Department of Health Systems, Management, and Policy, Colorado School of Public Health, University of Colorado Comprehensive Cancer Center, 13001 East 17th Place, Mail Stop B119, Aurora, CO, 80045, USA.
Department of Health Policy and Management, Fay W. Boozman College of Public Health, University of Arkansas for Medical Sciences, 4301 West Markham Street, Little Rock, AR, 72205, USA.
J Cancer Surviv. 2024 Apr;18(2):499-508. doi: 10.1007/s11764-022-01248-2. Epub 2022 Sep 5.
Workers who rely on employment for health insurance may be unable to reduce work during and following treatment for a serious health condition, potentially harming their health in retirement. In this study, we examine the influence of retiree and employment-contingent insurance on the retirement and health of workers diagnosed with cancer.
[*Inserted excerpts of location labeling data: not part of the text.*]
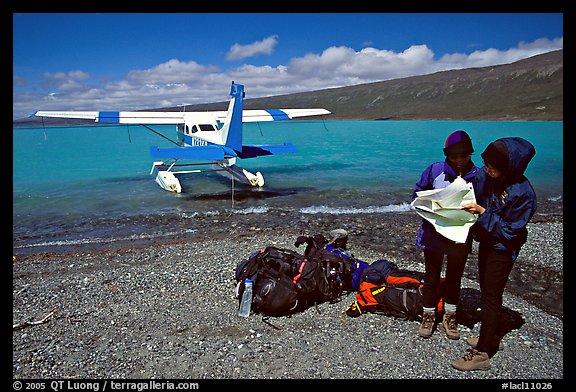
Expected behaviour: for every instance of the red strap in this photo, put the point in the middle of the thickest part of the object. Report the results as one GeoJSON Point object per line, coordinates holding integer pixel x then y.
{"type": "Point", "coordinates": [299, 271]}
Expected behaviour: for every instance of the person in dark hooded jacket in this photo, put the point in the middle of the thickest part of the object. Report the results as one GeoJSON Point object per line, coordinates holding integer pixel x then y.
{"type": "Point", "coordinates": [505, 203]}
{"type": "Point", "coordinates": [458, 163]}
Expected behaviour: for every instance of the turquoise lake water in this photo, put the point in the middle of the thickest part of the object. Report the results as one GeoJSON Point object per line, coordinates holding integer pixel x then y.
{"type": "Point", "coordinates": [79, 179]}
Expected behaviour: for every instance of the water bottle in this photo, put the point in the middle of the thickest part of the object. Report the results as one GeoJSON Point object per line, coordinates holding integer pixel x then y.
{"type": "Point", "coordinates": [246, 302]}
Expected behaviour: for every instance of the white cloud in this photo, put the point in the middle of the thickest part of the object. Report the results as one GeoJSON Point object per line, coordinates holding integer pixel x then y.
{"type": "Point", "coordinates": [240, 52]}
{"type": "Point", "coordinates": [176, 82]}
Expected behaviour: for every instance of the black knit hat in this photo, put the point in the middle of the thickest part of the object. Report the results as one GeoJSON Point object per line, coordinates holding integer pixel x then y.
{"type": "Point", "coordinates": [458, 142]}
{"type": "Point", "coordinates": [496, 154]}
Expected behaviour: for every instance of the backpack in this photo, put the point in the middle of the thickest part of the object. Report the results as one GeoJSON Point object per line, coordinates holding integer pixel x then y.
{"type": "Point", "coordinates": [351, 267]}
{"type": "Point", "coordinates": [286, 281]}
{"type": "Point", "coordinates": [386, 289]}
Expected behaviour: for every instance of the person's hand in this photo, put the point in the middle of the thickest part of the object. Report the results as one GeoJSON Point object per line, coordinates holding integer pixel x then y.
{"type": "Point", "coordinates": [474, 208]}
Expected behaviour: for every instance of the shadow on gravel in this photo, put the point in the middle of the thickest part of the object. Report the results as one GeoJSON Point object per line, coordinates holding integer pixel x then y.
{"type": "Point", "coordinates": [469, 312]}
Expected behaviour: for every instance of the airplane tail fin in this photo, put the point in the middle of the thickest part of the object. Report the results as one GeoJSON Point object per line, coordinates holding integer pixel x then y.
{"type": "Point", "coordinates": [232, 128]}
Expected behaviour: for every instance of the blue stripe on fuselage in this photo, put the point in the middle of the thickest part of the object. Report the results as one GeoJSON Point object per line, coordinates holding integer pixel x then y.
{"type": "Point", "coordinates": [110, 117]}
{"type": "Point", "coordinates": [278, 114]}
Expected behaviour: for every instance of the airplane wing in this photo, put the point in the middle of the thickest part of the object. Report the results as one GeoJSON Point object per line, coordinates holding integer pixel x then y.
{"type": "Point", "coordinates": [119, 117]}
{"type": "Point", "coordinates": [273, 114]}
{"type": "Point", "coordinates": [209, 152]}
{"type": "Point", "coordinates": [252, 151]}
{"type": "Point", "coordinates": [179, 117]}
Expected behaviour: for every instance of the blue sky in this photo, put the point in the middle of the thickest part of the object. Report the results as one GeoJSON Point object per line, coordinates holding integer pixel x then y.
{"type": "Point", "coordinates": [105, 61]}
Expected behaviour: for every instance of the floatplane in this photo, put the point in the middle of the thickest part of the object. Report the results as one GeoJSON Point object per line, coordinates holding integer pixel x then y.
{"type": "Point", "coordinates": [213, 136]}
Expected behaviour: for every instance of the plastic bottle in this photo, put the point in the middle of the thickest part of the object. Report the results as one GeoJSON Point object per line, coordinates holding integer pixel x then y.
{"type": "Point", "coordinates": [246, 302]}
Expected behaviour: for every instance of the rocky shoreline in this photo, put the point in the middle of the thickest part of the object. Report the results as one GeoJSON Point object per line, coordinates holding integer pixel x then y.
{"type": "Point", "coordinates": [167, 310]}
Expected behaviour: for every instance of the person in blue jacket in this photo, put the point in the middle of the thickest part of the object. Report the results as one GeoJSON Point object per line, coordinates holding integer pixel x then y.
{"type": "Point", "coordinates": [505, 203]}
{"type": "Point", "coordinates": [458, 163]}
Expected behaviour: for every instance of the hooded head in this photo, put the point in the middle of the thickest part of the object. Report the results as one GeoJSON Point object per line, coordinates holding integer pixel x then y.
{"type": "Point", "coordinates": [510, 155]}
{"type": "Point", "coordinates": [458, 142]}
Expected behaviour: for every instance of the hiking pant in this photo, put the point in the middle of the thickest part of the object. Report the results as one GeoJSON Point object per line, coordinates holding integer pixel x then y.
{"type": "Point", "coordinates": [433, 261]}
{"type": "Point", "coordinates": [493, 270]}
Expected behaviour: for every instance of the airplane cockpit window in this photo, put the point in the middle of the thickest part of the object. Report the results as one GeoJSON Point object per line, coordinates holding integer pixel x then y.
{"type": "Point", "coordinates": [207, 127]}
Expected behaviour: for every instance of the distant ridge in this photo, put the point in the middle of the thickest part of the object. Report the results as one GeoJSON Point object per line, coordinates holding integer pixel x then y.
{"type": "Point", "coordinates": [530, 89]}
This longitudinal cohort study used 2000-2018 Health and Retirement Study data to examine changes in employment, weekly hours worked, and health status measures following a cancer diagnosis. We selected respondents who reported a new cancer diagnosis (n = 354) and a matched, non-cancer sample (n = 1770), restricting both samples to those employed and younger than age 63.
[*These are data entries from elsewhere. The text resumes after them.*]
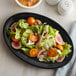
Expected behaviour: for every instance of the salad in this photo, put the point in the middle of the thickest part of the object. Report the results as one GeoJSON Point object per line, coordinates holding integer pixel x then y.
{"type": "Point", "coordinates": [37, 39]}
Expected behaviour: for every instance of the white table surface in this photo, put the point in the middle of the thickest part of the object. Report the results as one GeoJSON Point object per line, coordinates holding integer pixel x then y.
{"type": "Point", "coordinates": [10, 65]}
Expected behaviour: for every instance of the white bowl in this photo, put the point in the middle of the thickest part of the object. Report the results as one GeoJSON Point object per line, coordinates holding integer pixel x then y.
{"type": "Point", "coordinates": [27, 6]}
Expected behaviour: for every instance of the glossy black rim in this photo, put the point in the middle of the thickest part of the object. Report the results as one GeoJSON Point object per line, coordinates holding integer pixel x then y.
{"type": "Point", "coordinates": [34, 61]}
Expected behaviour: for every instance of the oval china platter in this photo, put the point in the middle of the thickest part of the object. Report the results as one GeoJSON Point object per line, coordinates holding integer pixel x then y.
{"type": "Point", "coordinates": [35, 61]}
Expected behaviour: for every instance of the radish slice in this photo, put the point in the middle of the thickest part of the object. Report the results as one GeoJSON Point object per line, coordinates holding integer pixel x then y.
{"type": "Point", "coordinates": [60, 59]}
{"type": "Point", "coordinates": [38, 39]}
{"type": "Point", "coordinates": [13, 27]}
{"type": "Point", "coordinates": [16, 45]}
{"type": "Point", "coordinates": [59, 39]}
{"type": "Point", "coordinates": [44, 33]}
{"type": "Point", "coordinates": [41, 53]}
{"type": "Point", "coordinates": [38, 22]}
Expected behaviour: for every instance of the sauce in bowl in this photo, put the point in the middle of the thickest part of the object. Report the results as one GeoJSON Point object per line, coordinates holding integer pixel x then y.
{"type": "Point", "coordinates": [28, 2]}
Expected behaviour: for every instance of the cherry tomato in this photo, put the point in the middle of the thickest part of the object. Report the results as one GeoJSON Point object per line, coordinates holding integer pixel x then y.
{"type": "Point", "coordinates": [14, 39]}
{"type": "Point", "coordinates": [59, 47]}
{"type": "Point", "coordinates": [33, 52]}
{"type": "Point", "coordinates": [31, 20]}
{"type": "Point", "coordinates": [33, 37]}
{"type": "Point", "coordinates": [29, 3]}
{"type": "Point", "coordinates": [52, 53]}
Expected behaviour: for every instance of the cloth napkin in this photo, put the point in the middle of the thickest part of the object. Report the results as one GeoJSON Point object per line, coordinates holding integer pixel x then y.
{"type": "Point", "coordinates": [70, 68]}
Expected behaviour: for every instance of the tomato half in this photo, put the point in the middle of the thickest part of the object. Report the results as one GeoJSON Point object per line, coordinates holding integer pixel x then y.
{"type": "Point", "coordinates": [14, 39]}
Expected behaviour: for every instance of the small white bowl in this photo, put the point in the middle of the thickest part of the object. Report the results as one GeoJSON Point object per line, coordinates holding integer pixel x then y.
{"type": "Point", "coordinates": [27, 6]}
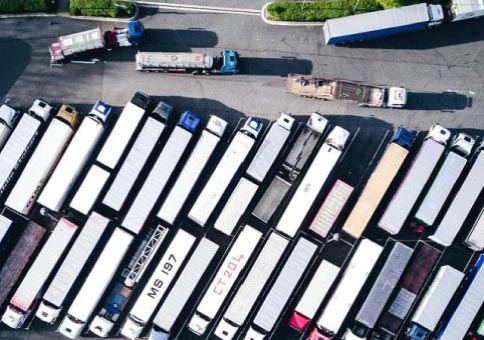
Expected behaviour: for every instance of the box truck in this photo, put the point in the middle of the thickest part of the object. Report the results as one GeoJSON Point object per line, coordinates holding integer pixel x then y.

Following a cancer diagnosis, women with retiree health insurance were 18.6 percentage points less likely to work (95% CI: - 36.3 to - 1.0; p < 0.05) relative to women with employer health insurance, but no retiree insurance. Employed women with cancer but without employment-contingent health insurance increased weekly hours worked by 34% relative to similar non-cancer controls. Men and women with a cancer diagnosis and without employment-contingent health or retiree insurance were also less likely to work (p < 0.05). Among those who stopped working, respondents with cancer and employment-contingent health insurance reported better health status than respondents without employment-contingent health insurance.
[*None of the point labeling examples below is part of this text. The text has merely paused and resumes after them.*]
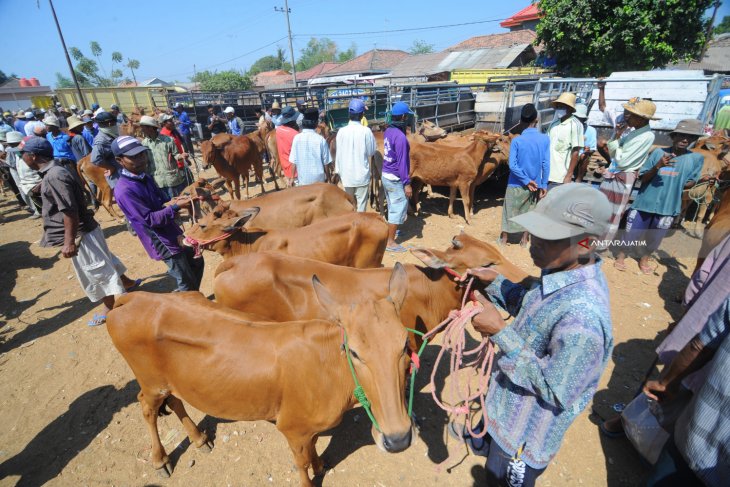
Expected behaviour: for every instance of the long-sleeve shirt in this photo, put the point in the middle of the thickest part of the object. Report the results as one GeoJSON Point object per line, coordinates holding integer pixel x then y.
{"type": "Point", "coordinates": [702, 432]}
{"type": "Point", "coordinates": [355, 147]}
{"type": "Point", "coordinates": [550, 358]}
{"type": "Point", "coordinates": [629, 153]}
{"type": "Point", "coordinates": [61, 146]}
{"type": "Point", "coordinates": [142, 202]}
{"type": "Point", "coordinates": [310, 153]}
{"type": "Point", "coordinates": [184, 123]}
{"type": "Point", "coordinates": [529, 159]}
{"type": "Point", "coordinates": [396, 155]}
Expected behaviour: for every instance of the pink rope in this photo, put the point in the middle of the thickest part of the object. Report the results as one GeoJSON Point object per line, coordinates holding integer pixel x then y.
{"type": "Point", "coordinates": [480, 360]}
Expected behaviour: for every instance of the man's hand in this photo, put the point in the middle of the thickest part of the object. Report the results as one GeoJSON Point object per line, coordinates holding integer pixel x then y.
{"type": "Point", "coordinates": [484, 274]}
{"type": "Point", "coordinates": [69, 250]}
{"type": "Point", "coordinates": [409, 191]}
{"type": "Point", "coordinates": [489, 322]}
{"type": "Point", "coordinates": [665, 161]}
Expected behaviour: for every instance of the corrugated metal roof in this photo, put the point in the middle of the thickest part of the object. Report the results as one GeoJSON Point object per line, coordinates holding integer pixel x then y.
{"type": "Point", "coordinates": [425, 64]}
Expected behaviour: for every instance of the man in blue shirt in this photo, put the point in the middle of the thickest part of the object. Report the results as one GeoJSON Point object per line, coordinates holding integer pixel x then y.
{"type": "Point", "coordinates": [552, 355]}
{"type": "Point", "coordinates": [664, 176]}
{"type": "Point", "coordinates": [184, 127]}
{"type": "Point", "coordinates": [529, 164]}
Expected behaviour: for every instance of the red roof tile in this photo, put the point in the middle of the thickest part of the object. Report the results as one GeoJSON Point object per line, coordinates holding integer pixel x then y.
{"type": "Point", "coordinates": [375, 60]}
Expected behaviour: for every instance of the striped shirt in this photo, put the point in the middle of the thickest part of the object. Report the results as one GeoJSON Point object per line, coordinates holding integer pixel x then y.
{"type": "Point", "coordinates": [702, 433]}
{"type": "Point", "coordinates": [550, 358]}
{"type": "Point", "coordinates": [310, 153]}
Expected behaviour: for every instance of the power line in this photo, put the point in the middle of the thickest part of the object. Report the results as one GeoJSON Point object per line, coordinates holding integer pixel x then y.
{"type": "Point", "coordinates": [402, 30]}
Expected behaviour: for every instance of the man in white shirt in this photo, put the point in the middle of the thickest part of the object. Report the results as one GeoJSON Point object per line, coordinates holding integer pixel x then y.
{"type": "Point", "coordinates": [355, 147]}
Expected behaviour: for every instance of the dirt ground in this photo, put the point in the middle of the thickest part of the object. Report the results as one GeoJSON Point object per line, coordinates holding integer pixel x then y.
{"type": "Point", "coordinates": [68, 399]}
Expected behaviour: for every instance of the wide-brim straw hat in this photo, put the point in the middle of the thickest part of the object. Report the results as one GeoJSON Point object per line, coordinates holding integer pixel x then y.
{"type": "Point", "coordinates": [74, 121]}
{"type": "Point", "coordinates": [643, 108]}
{"type": "Point", "coordinates": [566, 99]}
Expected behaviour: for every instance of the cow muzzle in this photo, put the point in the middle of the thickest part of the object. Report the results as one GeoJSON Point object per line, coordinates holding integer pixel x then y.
{"type": "Point", "coordinates": [393, 443]}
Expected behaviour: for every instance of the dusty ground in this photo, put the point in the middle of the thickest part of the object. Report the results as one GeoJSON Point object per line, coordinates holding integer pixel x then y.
{"type": "Point", "coordinates": [68, 400]}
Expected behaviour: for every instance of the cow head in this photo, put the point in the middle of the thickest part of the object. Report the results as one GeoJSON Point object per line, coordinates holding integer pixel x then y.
{"type": "Point", "coordinates": [466, 252]}
{"type": "Point", "coordinates": [213, 231]}
{"type": "Point", "coordinates": [379, 347]}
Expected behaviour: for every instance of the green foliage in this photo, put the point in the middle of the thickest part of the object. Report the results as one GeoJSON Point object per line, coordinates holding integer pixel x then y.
{"type": "Point", "coordinates": [421, 47]}
{"type": "Point", "coordinates": [723, 27]}
{"type": "Point", "coordinates": [91, 72]}
{"type": "Point", "coordinates": [230, 80]}
{"type": "Point", "coordinates": [595, 38]}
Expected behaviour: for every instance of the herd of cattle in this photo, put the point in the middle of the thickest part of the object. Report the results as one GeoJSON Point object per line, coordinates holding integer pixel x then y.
{"type": "Point", "coordinates": [302, 273]}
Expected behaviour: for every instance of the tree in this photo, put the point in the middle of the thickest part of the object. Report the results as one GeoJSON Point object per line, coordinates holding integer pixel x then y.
{"type": "Point", "coordinates": [591, 38]}
{"type": "Point", "coordinates": [230, 80]}
{"type": "Point", "coordinates": [421, 47]}
{"type": "Point", "coordinates": [723, 27]}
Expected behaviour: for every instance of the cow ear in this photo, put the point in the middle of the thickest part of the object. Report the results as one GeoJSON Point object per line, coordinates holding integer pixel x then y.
{"type": "Point", "coordinates": [398, 286]}
{"type": "Point", "coordinates": [325, 299]}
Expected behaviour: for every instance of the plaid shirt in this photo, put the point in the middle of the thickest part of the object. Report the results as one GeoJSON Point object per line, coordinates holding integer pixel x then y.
{"type": "Point", "coordinates": [310, 153]}
{"type": "Point", "coordinates": [702, 433]}
{"type": "Point", "coordinates": [550, 359]}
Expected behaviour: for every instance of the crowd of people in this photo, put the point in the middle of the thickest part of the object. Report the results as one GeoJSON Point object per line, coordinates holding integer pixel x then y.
{"type": "Point", "coordinates": [551, 356]}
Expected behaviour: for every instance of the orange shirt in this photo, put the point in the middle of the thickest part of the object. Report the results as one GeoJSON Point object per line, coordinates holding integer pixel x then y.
{"type": "Point", "coordinates": [284, 139]}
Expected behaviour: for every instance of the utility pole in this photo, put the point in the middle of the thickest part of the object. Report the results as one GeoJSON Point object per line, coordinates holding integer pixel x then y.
{"type": "Point", "coordinates": [68, 59]}
{"type": "Point", "coordinates": [708, 35]}
{"type": "Point", "coordinates": [287, 11]}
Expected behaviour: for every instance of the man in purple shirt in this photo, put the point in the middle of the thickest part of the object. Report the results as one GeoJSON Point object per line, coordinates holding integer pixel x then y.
{"type": "Point", "coordinates": [142, 202]}
{"type": "Point", "coordinates": [396, 170]}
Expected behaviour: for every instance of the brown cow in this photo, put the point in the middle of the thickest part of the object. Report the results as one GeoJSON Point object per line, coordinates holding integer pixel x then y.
{"type": "Point", "coordinates": [294, 207]}
{"type": "Point", "coordinates": [353, 239]}
{"type": "Point", "coordinates": [233, 157]}
{"type": "Point", "coordinates": [240, 282]}
{"type": "Point", "coordinates": [457, 167]}
{"type": "Point", "coordinates": [95, 174]}
{"type": "Point", "coordinates": [716, 230]}
{"type": "Point", "coordinates": [185, 347]}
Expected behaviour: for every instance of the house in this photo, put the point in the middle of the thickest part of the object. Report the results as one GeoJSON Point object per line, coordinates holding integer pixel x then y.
{"type": "Point", "coordinates": [15, 96]}
{"type": "Point", "coordinates": [525, 19]}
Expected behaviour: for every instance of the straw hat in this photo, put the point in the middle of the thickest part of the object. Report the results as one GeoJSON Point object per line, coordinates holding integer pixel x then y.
{"type": "Point", "coordinates": [566, 99]}
{"type": "Point", "coordinates": [74, 121]}
{"type": "Point", "coordinates": [642, 108]}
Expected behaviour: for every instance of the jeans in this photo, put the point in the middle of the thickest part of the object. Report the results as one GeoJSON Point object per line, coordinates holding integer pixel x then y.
{"type": "Point", "coordinates": [186, 269]}
{"type": "Point", "coordinates": [361, 194]}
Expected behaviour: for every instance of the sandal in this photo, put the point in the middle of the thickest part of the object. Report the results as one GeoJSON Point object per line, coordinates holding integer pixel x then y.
{"type": "Point", "coordinates": [134, 286]}
{"type": "Point", "coordinates": [97, 320]}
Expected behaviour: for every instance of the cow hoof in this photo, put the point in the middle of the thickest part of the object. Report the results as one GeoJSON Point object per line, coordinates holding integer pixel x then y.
{"type": "Point", "coordinates": [165, 471]}
{"type": "Point", "coordinates": [206, 447]}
Cancer survivors with employer and retiree health insurance leave the workforce earlier and report better health status when they stop working than those without equivalent insurance.
Policies to support health insurance outside of employment may allow cancer survivors to retire earlier and may have positive health benefits.
依赖就业获取医疗保险的劳动者可能无法在治疗严重疾病期间和之后减少工作,从而可能损害其退休后的健康。在这项研究中,我们研究了退休人员和就业相关保险对被诊断患有癌症的劳动者的退休和健康的影响。
本纵向队列研究使用了 2000-2018 年健康与退休研究的数据,以研究癌症诊断后就业、每周工作时间和健康状况衡量指标的变化。我们选择了报告新发癌症诊断(n=354)的受访者和匹配的非癌症样本(n=1770),将两个样本都限制在就业且年龄小于 63 岁的人群中。
在诊断出癌症后,有退休人员医疗保险的女性与有雇主健康保险但没有退休人员医疗保险的女性相比,工作的可能性降低了 18.6 个百分点(95%CI:-36.3 至-1.0;p<0.05)。没有就业相关健康保险或退休人员保险的患有癌症的在职女性每周工作时间增加了 34%,与类似的非癌症对照相比。没有就业相关健康或退休人员保险的男性和女性患有癌症且工作的可能性也降低了(p<0.05)。在那些停止工作的人当中,患有癌症且有就业相关健康保险的受访者报告的健康状况比没有就业相关健康保险的受访者更好。
有雇主和退休人员健康保险的癌症幸存者更早地离开劳动力市场,在停止工作时报告的健康状况也更好,而没有相应保险的人则不然。
支持就业以外的健康保险的政策可能允许癌症幸存者更早退休,并可能产生积极的健康益处。